OpenAI has introduced GPT-5.3-Codex, a new model that significantly expands the capabilities of its Codex agentic coding assistant. This latest iteration promises to handle complex, long-running tasks involving research, tool use, and execution, effectively acting as a digital colleague that can be directed mid-task without losing context.
A Leap in Agentic Capabilities
GPT-5.3-Codex merges the cutting-edge coding prowess of GPT-5.2-Codex with the enhanced reasoning and professional knowledge of GPT-5.2. OpenAI claims it's 25% faster, enabling it to tackle more demanding projects. This advancement positions it as the most capable agentic coding model to date, setting new industry benchmarks on evaluations like SWE-Bench Pro and Terminal-Bench.
Self-Improvement and Broader Application
Remarkably, GPT-5.3-Codex was instrumental in its own creation. Early versions were used by the Codex team to debug training processes, manage deployments, and analyze test results, drastically accelerating its development cycle. This self-sufficiency signals a new era where AI agents can actively contribute to their own evolution.
The model's scope now extends far beyond code generation. OpenAI states that GPT-5.3-Codex can perform nearly any task developers and professionals can accomplish on a computer, including debugging, deployment, monitoring, writing product requirement documents, editing copy, and conducting user research.
Performance Benchmarks and Real-World Demos
On SWE-Bench Pro, a rigorous test of real-world software engineering across four languages, GPT-5.3-Codex achieved state-of-the-art performance. It also surpassed previous models on Terminal-Bench 2.0, which assesses essential terminal skills for coding agents. The model achieved these results using fewer tokens, allowing for more extensive user-driven development.
To showcase its abilities, OpenAI tasked GPT-5.3-Codex with building two complex web games from scratch over several days. The resulting racing and diving games demonstrate sophisticated functionality, including multiple maps, in-game items, and resource management. The model iterated autonomously based on prompts like "fix the bug" or "improve the game", showcasing its capacity for long-running agentic tasks.

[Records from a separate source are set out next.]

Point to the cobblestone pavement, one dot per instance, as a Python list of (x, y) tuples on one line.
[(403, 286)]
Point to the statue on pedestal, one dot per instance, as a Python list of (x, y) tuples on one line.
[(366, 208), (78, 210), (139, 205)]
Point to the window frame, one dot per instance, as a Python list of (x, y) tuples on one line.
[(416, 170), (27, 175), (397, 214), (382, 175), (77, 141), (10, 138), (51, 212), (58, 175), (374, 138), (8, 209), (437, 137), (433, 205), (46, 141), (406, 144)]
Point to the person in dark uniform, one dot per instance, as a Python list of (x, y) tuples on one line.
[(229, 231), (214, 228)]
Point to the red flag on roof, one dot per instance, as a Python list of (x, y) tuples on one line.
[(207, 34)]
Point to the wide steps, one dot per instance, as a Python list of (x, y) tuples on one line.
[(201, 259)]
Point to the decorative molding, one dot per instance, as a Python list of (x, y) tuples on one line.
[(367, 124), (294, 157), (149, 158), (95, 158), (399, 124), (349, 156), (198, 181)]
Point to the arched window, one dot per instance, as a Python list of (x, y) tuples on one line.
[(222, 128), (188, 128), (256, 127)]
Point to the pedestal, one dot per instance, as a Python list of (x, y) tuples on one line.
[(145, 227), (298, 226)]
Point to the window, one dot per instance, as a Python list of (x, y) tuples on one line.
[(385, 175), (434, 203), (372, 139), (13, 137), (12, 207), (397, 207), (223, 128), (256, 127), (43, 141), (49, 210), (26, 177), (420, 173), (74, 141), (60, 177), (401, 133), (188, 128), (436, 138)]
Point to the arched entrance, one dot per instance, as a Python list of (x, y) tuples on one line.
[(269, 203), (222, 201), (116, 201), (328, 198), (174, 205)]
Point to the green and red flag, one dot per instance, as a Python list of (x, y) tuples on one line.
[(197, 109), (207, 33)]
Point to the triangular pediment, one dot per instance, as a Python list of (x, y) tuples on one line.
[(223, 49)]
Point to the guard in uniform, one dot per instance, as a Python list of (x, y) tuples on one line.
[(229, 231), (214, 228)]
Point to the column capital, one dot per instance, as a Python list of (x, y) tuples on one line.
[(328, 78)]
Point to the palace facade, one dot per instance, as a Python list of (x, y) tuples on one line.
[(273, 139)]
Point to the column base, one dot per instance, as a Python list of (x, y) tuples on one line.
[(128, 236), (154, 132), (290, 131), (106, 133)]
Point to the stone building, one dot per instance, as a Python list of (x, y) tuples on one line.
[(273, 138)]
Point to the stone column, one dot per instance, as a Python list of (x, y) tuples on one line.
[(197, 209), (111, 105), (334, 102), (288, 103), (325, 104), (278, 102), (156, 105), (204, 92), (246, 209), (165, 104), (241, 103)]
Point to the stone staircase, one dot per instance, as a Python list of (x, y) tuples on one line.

For everyday web development, GPT-5.3-Codex shows improved intent understanding. Prompts for landing pages now result in more functional and sensible defaults. For instance, a prompt for a landing page for "Quiet KPI" resulted in a design that automatically presented yearly pricing as a discounted monthly rate and included an auto-transitioning testimonial carousel, making the page more complete and production-ready out-of-the-box.
Beyond the Code: Professional Knowledge Work
GPT-5.3-Codex demonstrates strong performance on professional knowledge tasks, matching GPT-5.2 on the GDPval benchmark. This evaluation assesses a model's ability to handle tasks across 44 occupations, such as creating presentations and spreadsheets. Examples of generated work include financial advice slides, retail training documents, NPV analysis spreadsheets, and fashion presentations, all based on detailed prompts and contextual information.
The model also shows significantly improved computer-use capabilities on the OSWorld benchmark, where agents must complete productivity tasks in a visual desktop environment. GPT-5.3-Codex's performance in this area suggests a significant step towards a general-purpose agent capable of executing a wide array of real-world technical work.
An Interactive Collaborator
The Codex app now offers more interactive collaboration with GPT-5.3-Codex. Users receive frequent updates, allowing them to steer the model's work in real time by asking questions and providing feedback. This continuous dialogue ensures users remain informed and can influence the direction of the task from beginning to end.
Cybersecurity Advancements
GPT-5.3-Codex is the first model classified as high capability for cybersecurity tasks under OpenAI's Preparedness Framework, and the first trained to identify software vulnerabilities. OpenAI is implementing a comprehensive safety stack, including training, monitoring, and threat intelligence, to support defensive use while mitigating potential misuse.
To accelerate cyber defense research, OpenAI is launching Trusted Access for Cyber, a pilot program. They are also expanding access to Aardvark, a security research agent, and partnering with open-source projects to offer free codebase scanning. A $10 million commitment in API credits will further support cyber defense efforts.
Availability
GPT-5.3-Codex is available via paid ChatGPT plans. API access is planned for release soon. The model runs 25% faster for Codex users due to infrastructure enhancements, with co-design and service on NVIDIA GB200 NVL72 systems.
With GPT-5.3-Codex, the focus shifts from solely writing code to using it as a tool to operate computers and complete work end-to-end. This evolution positions Codex as a more general collaborator, expanding the possibilities for both creators and the scope of achievable tasks.